Sunday, August 22, 2010

The Cavalry Just Over the Hill.

Having presided over exactly one complete adventure, I'm still very much a newbie as far as Dungeon Mastering is concerned. While it has some things in common with other sorts of game design-- be it board-based or electronic-- I can't really test it the way I can other designs. It's meant to be played exactly once, and if something's off-- if, say, an encounter is too easy, like my big epic boss fight that ended three rounds in without any players sustaining any damage-- then it kind of spoils the experience. There's no way for me to tell if something's not working until we break out the battle grid and start rolling some dice. (Or, story-wise, until their eyes glaze over or they respond to a serious NPC with some wisecracks.) (Or, puzzle-wise, until they miss the "clue" that I thought, wrongly, was obvious.) (Etc.)

I'm sure it's something that I'll develop a better knack for as I get more experience with it-- I'll be able to eyeball an encounter and say, yes, I better nerf this down a bit, or, alternatively, beef it up. But until I get to that point, I'm still faced with the idea that I might be sending my players into the jaws of certain doom-- certainly not something I want to happen to a group of mostly-newbies their second or third time out.

So I've built in a fail-safe to each of the encounters for my second adventure, one that I can call on should the going prove to be a little too tough-- a sort of cavalry that comes to the rescue. They're not an actual cavalry, despite the campaign's Old West flavour. What they are, precisely, I won't spoil here, in case one of my players is reading. But I will say that they're specific to each encounter, and that they're set up, in a non-obvious way, within the story of the adventure.

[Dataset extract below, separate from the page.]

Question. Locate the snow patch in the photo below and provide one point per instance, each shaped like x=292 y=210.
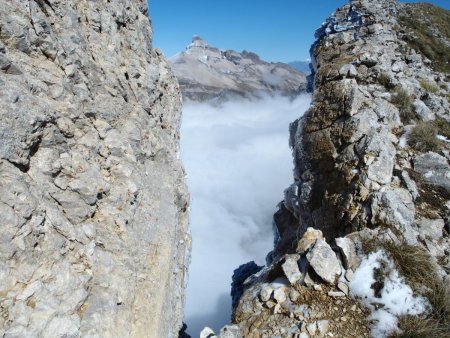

That's the important point, I think. If the players are getting their butts whupped, and all of the sudden, a giant dragon flies down and scoops up the baddies in its talons, it'd feel kind of cheap and obvious. But if there's a sudden influx of allies that make sense within the context of the storyline that enable the players to turn the tide, if just barely-- well, that's something exciting and epic and thus an altogether appropriate conclusion to an evening of dungeoneering, yes?